I can see that a TopN query is close to meeting this use case. But in a perfect world I’d want to know ALL the distinct dimensional values, not just N. (TopN may well be “good enough” if we just choose a large enough N… but in some cases we might have tens of thousands of possible distinct values in a filterable dimension.)
PS - We’re still on 0.8.2, though planning to upgrade soon.
The most efficient way to get all the distinct values is topNs with a lexicographic sort, and pull out all the values in pages (using previousStop).
Alternatively you could do something like what Pivot (https://github.com/implydata/pivot) does: it uses a limited topN to get a short list of values to show as a list, then offers search/auto-complete by doing filtered topNs on whatever a user has typed so far into a search box. This approach scales to dimensions with millions or more of distinct values, where pulling the entire list could take too long.
(resurrect old thread)
We have a different use case (not populating a select box in UI) that requires us to get all distinct values on a dimension. And in this case the number of distinct values can be around a million for our target date range.
So we can try the strategy of paged topNs using previousStop. I’m wondering, since we actually don’t care about the metric in this case - we’d just throw it away - is there an optimal aggregation to use?
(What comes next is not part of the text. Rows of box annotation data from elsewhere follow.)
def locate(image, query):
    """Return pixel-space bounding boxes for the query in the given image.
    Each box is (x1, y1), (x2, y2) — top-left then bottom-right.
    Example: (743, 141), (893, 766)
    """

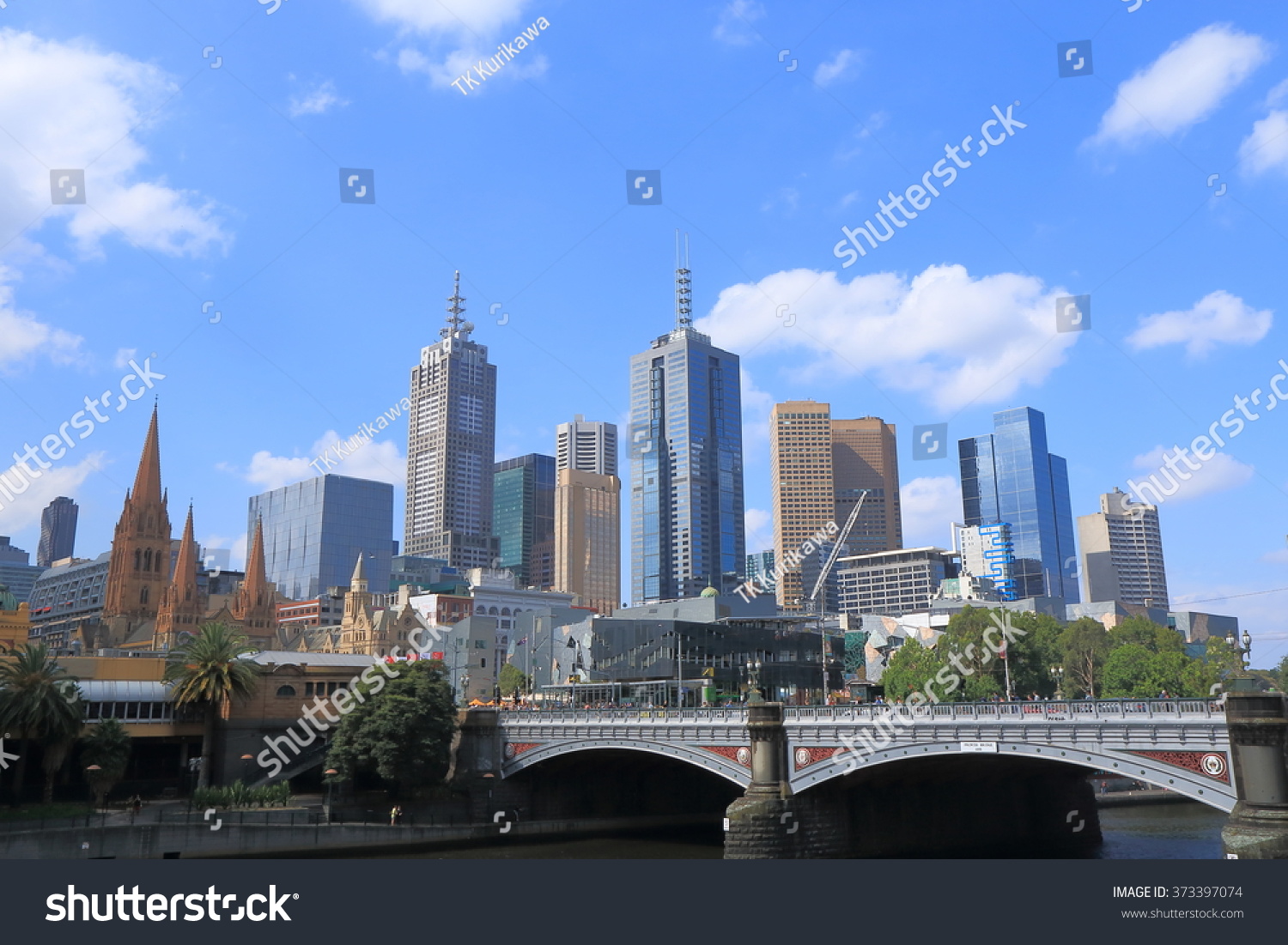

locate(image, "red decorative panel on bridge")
(793, 748), (841, 772)
(1128, 752), (1230, 784)
(701, 746), (751, 767)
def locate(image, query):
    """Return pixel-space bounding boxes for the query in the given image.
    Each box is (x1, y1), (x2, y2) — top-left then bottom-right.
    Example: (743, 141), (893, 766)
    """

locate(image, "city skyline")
(0, 2), (1288, 664)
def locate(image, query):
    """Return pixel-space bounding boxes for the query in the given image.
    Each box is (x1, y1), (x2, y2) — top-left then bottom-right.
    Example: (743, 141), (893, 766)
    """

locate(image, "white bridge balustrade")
(496, 700), (1236, 811)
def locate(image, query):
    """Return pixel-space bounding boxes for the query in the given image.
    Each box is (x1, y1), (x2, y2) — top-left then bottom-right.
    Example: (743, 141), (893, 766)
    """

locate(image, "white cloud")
(1127, 290), (1275, 358)
(742, 509), (775, 555)
(697, 265), (1078, 409)
(1239, 108), (1288, 175)
(355, 0), (530, 36)
(711, 0), (765, 46)
(899, 476), (963, 548)
(814, 49), (863, 87)
(290, 82), (349, 118)
(1090, 23), (1270, 146)
(1127, 445), (1256, 505)
(0, 267), (84, 373)
(0, 452), (105, 535)
(234, 430), (407, 491)
(0, 30), (231, 255)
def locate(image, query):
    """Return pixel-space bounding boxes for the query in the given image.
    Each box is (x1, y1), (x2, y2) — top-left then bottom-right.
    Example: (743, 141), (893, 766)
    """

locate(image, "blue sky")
(0, 0), (1288, 664)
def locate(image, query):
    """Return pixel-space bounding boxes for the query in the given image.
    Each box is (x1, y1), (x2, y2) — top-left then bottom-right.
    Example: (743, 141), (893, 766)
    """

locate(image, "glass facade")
(957, 407), (1081, 604)
(630, 327), (747, 604)
(246, 476), (394, 600)
(492, 453), (556, 589)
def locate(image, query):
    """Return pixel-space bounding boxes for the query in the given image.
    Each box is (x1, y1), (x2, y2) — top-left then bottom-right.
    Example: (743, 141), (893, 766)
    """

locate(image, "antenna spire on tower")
(675, 229), (693, 329)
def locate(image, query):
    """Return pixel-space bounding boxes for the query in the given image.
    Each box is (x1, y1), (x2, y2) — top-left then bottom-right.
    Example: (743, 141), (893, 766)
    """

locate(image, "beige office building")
(769, 401), (903, 612)
(554, 469), (623, 617)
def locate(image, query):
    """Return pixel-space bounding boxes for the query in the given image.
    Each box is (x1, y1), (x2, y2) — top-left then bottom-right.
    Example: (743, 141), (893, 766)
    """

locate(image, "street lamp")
(322, 767), (340, 824)
(1051, 666), (1064, 700)
(747, 659), (765, 706)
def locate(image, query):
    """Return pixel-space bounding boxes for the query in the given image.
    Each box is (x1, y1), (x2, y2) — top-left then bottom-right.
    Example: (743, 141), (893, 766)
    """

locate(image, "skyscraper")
(404, 272), (497, 569)
(246, 474), (394, 600)
(36, 496), (80, 568)
(492, 453), (556, 590)
(631, 245), (747, 604)
(556, 414), (617, 476)
(554, 414), (623, 617)
(957, 407), (1079, 604)
(769, 401), (903, 610)
(1078, 487), (1170, 610)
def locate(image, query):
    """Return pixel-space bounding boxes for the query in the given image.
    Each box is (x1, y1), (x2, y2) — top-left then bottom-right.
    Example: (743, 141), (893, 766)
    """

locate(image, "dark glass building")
(492, 453), (556, 590)
(36, 496), (80, 568)
(957, 407), (1081, 604)
(246, 476), (394, 600)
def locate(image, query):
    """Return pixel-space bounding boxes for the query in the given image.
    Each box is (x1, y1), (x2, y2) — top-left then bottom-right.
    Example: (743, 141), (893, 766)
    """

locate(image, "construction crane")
(809, 489), (868, 706)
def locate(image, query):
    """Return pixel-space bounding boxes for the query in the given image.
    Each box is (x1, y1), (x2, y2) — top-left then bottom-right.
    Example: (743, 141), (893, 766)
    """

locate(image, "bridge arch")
(790, 742), (1236, 814)
(501, 738), (751, 788)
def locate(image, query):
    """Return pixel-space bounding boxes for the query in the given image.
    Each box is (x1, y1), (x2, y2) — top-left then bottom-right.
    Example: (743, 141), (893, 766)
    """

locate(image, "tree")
(1060, 617), (1110, 698)
(0, 644), (82, 808)
(326, 661), (456, 797)
(881, 640), (948, 703)
(497, 663), (528, 698)
(82, 718), (131, 808)
(165, 623), (259, 788)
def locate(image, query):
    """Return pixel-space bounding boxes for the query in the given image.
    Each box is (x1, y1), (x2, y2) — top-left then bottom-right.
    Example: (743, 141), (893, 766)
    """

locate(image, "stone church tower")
(103, 407), (170, 644)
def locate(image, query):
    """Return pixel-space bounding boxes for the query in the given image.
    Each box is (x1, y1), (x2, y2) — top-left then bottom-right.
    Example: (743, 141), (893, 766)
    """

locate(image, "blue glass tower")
(630, 252), (747, 604)
(246, 474), (394, 600)
(957, 407), (1081, 604)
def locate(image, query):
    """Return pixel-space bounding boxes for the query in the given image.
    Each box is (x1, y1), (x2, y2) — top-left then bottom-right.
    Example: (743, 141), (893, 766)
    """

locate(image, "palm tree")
(82, 718), (131, 809)
(0, 644), (82, 808)
(165, 623), (259, 788)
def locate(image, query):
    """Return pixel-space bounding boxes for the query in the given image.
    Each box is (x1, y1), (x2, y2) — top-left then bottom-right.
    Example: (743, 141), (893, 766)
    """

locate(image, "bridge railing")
(785, 700), (1225, 724)
(501, 706), (747, 725)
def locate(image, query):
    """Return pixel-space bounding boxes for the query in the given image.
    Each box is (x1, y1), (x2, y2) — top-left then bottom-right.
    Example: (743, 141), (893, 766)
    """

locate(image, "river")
(402, 803), (1226, 860)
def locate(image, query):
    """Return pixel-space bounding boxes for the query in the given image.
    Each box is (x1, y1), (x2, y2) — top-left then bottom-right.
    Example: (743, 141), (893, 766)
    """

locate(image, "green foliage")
(192, 779), (291, 810)
(0, 644), (82, 805)
(82, 718), (131, 808)
(497, 663), (528, 698)
(1060, 617), (1110, 698)
(326, 662), (456, 796)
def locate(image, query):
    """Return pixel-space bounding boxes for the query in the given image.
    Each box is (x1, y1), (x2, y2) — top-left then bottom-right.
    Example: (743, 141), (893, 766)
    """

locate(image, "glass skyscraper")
(246, 476), (394, 600)
(492, 453), (556, 590)
(957, 407), (1081, 604)
(630, 255), (747, 604)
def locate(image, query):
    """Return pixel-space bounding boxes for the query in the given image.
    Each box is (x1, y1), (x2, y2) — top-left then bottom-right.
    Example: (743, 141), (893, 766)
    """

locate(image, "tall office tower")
(769, 401), (835, 613)
(246, 474), (394, 600)
(953, 522), (1015, 600)
(36, 496), (80, 568)
(554, 469), (623, 617)
(404, 272), (497, 569)
(957, 407), (1079, 604)
(492, 453), (556, 591)
(769, 401), (903, 612)
(103, 407), (170, 623)
(631, 245), (747, 604)
(556, 414), (617, 476)
(1078, 487), (1170, 610)
(554, 414), (623, 617)
(832, 417), (903, 555)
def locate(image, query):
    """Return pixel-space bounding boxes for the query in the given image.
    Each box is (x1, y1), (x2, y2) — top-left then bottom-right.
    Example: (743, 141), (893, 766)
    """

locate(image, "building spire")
(131, 404), (165, 502)
(438, 270), (474, 339)
(675, 229), (693, 329)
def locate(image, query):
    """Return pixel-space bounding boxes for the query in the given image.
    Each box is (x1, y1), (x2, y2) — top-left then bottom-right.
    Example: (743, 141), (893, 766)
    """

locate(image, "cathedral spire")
(131, 404), (164, 502)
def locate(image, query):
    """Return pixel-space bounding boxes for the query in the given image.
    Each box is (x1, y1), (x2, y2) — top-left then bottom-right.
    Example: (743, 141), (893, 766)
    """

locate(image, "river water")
(404, 803), (1226, 860)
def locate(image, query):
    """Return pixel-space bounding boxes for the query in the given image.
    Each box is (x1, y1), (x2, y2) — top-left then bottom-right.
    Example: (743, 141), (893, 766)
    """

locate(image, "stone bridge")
(455, 693), (1288, 859)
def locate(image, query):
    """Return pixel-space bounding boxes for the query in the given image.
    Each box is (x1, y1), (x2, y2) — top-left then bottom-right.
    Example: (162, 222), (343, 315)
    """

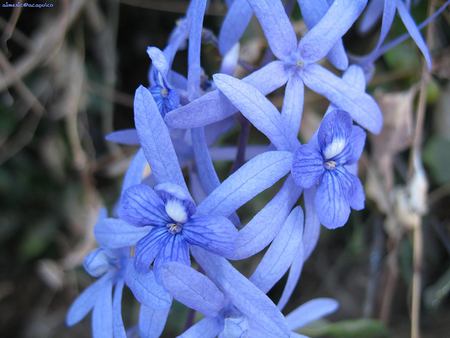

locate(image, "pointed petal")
(248, 0), (297, 60)
(147, 47), (170, 77)
(134, 86), (186, 187)
(303, 188), (320, 261)
(139, 305), (170, 338)
(94, 218), (151, 249)
(66, 274), (111, 326)
(229, 176), (302, 260)
(118, 184), (170, 226)
(92, 279), (113, 338)
(105, 129), (139, 146)
(297, 0), (348, 70)
(347, 126), (366, 164)
(213, 74), (295, 150)
(358, 0), (386, 34)
(219, 0), (253, 55)
(160, 262), (225, 317)
(183, 216), (238, 257)
(349, 175), (366, 210)
(302, 65), (383, 134)
(250, 207), (303, 293)
(153, 235), (191, 270)
(125, 262), (172, 309)
(192, 247), (289, 338)
(298, 0), (367, 62)
(112, 279), (127, 338)
(191, 128), (220, 194)
(178, 316), (222, 338)
(197, 151), (292, 216)
(342, 65), (366, 92)
(134, 226), (172, 273)
(121, 149), (147, 195)
(366, 0), (396, 55)
(315, 168), (352, 229)
(281, 76), (305, 142)
(165, 61), (288, 129)
(286, 298), (339, 331)
(188, 0), (207, 100)
(291, 144), (325, 189)
(219, 42), (240, 75)
(277, 245), (304, 311)
(396, 0), (431, 70)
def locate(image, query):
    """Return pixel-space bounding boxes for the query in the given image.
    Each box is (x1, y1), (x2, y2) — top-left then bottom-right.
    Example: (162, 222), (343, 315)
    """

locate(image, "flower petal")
(197, 151), (292, 216)
(178, 316), (223, 338)
(153, 235), (191, 277)
(302, 65), (383, 134)
(250, 207), (304, 293)
(298, 0), (367, 62)
(183, 216), (238, 257)
(291, 144), (325, 189)
(349, 175), (366, 210)
(281, 76), (305, 146)
(187, 0), (207, 100)
(244, 0), (297, 60)
(165, 61), (288, 129)
(134, 226), (172, 273)
(147, 47), (170, 77)
(94, 218), (151, 249)
(134, 86), (186, 187)
(342, 65), (366, 92)
(213, 74), (298, 150)
(277, 245), (304, 311)
(286, 298), (339, 331)
(121, 149), (147, 195)
(303, 187), (320, 261)
(228, 176), (302, 260)
(219, 0), (253, 55)
(117, 184), (170, 226)
(396, 0), (431, 70)
(139, 305), (170, 338)
(125, 261), (172, 309)
(105, 129), (139, 146)
(160, 262), (225, 317)
(92, 279), (113, 338)
(297, 0), (348, 70)
(317, 109), (352, 160)
(315, 168), (352, 229)
(191, 128), (220, 194)
(112, 279), (127, 338)
(192, 247), (289, 338)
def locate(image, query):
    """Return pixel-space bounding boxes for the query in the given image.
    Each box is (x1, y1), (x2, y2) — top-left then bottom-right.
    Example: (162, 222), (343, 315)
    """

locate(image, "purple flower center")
(323, 160), (336, 170)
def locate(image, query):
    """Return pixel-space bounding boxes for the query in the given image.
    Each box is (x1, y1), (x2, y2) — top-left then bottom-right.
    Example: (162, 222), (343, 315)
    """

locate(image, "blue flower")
(165, 0), (382, 136)
(118, 183), (237, 272)
(292, 110), (366, 229)
(66, 248), (127, 337)
(147, 47), (180, 117)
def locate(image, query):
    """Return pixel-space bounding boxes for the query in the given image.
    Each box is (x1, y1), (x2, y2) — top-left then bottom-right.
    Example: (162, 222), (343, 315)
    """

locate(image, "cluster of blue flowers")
(67, 0), (448, 338)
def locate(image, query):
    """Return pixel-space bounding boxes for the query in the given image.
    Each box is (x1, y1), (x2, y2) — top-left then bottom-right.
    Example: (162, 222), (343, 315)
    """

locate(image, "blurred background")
(0, 0), (450, 338)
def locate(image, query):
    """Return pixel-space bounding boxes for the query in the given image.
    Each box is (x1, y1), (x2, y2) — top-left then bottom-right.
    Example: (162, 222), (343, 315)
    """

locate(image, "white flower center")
(323, 138), (347, 160)
(165, 200), (188, 223)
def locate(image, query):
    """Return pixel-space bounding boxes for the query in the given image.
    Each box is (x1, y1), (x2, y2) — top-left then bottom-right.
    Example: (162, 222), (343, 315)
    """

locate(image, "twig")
(120, 0), (226, 16)
(409, 0), (436, 338)
(1, 0), (22, 54)
(0, 0), (87, 91)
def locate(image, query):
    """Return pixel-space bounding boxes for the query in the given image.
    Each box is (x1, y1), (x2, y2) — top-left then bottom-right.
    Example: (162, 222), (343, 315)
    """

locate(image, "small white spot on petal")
(323, 138), (347, 160)
(165, 199), (188, 223)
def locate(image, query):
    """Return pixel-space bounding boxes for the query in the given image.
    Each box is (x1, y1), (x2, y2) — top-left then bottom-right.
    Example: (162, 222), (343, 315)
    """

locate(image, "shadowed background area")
(0, 0), (450, 338)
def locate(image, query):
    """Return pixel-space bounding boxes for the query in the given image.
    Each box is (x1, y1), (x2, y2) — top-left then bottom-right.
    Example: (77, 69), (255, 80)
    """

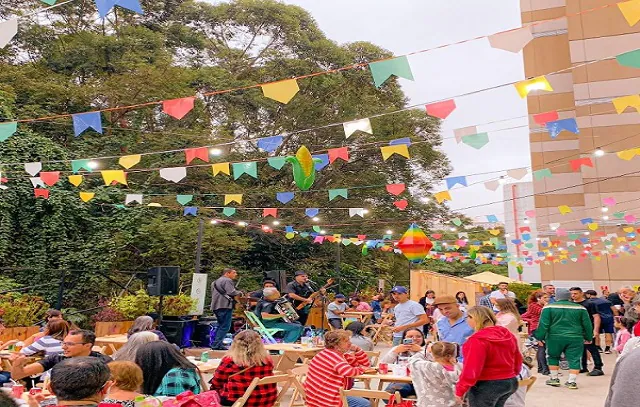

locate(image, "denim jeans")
(211, 308), (233, 349)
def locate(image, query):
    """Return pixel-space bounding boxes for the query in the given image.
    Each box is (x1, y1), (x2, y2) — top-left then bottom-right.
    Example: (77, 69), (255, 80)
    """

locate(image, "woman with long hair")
(113, 331), (160, 362)
(136, 341), (201, 397)
(209, 331), (278, 407)
(456, 306), (522, 407)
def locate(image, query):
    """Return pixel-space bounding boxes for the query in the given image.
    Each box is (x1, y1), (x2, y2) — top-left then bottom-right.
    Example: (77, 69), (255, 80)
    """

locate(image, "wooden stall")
(410, 270), (482, 305)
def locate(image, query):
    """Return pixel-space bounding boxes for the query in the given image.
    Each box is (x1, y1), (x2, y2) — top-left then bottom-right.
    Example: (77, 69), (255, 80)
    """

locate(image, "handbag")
(162, 390), (221, 407)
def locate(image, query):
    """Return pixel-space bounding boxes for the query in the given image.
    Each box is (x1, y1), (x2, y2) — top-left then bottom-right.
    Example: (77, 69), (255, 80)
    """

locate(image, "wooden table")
(264, 343), (324, 372)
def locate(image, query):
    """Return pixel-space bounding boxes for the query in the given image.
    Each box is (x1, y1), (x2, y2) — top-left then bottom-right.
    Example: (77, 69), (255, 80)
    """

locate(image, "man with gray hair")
(255, 287), (304, 343)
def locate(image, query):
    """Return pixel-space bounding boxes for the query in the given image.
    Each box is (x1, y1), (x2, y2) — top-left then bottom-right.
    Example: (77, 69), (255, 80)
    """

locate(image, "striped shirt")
(304, 349), (370, 407)
(20, 335), (62, 356)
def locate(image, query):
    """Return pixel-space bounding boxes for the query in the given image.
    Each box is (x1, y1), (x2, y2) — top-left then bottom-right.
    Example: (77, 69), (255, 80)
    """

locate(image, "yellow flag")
(211, 163), (231, 177)
(80, 192), (96, 202)
(262, 79), (300, 104)
(100, 170), (127, 185)
(224, 194), (242, 205)
(514, 75), (553, 98)
(618, 0), (640, 27)
(69, 175), (83, 187)
(380, 144), (409, 161)
(558, 205), (573, 215)
(612, 95), (640, 114)
(118, 154), (140, 169)
(433, 191), (451, 203)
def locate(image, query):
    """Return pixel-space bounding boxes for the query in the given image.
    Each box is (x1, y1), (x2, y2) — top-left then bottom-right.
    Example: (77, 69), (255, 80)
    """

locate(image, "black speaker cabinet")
(147, 266), (180, 296)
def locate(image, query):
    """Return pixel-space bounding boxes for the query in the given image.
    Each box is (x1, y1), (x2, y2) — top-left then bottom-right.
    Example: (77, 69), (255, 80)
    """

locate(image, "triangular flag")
(71, 112), (102, 137)
(80, 192), (96, 202)
(328, 147), (349, 164)
(342, 119), (373, 138)
(256, 136), (284, 153)
(118, 154), (141, 169)
(329, 188), (349, 201)
(514, 76), (553, 98)
(0, 122), (18, 141)
(262, 79), (300, 104)
(184, 147), (209, 164)
(617, 0), (640, 27)
(69, 175), (84, 187)
(425, 99), (456, 120)
(162, 96), (196, 120)
(224, 194), (242, 205)
(0, 18), (18, 48)
(433, 191), (451, 203)
(231, 161), (258, 179)
(546, 118), (580, 138)
(100, 170), (127, 185)
(380, 144), (410, 161)
(211, 163), (231, 177)
(159, 167), (187, 183)
(462, 133), (489, 150)
(487, 26), (533, 54)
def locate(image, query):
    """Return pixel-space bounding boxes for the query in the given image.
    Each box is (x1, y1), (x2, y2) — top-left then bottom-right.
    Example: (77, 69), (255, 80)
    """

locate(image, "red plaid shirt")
(209, 356), (278, 407)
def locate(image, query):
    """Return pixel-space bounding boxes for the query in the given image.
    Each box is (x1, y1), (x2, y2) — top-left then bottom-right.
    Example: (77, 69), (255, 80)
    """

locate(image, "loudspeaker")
(147, 266), (180, 296)
(158, 319), (197, 348)
(262, 270), (287, 292)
I’m using “count” but is that the best choice?
In 0.9.2 aggregations aren’t mandatory so just don’t provide them. Since your post, we also added groupBy v2 which can get all distinct values in a single query, without pagination. I’m not sure which one will be faster (that vs paginated topN) so give both a shot.
Thanks. Too bad we’re on 0.9.1.1! (Planning to roll forward in a couple of months but we’re heading towards product launch so we can’t do it sooner.)
FYI, using a nonpaginated TopN under 0.9.1.1 to retrieve ~1,100,000 distinct values is taking just over 2 minutes. We’ve found that we can get that in under 10 seconds using Amazon Athena. (not knocking Druid here - this kind of thing is obviously not in Druid’s sweet spot and our cluster is admittedly underpowered… but I’ll be curious to see how much it improves in later versions)
Try groupBy v2 once you upgrade, it should be better than topN for result sets that are that large.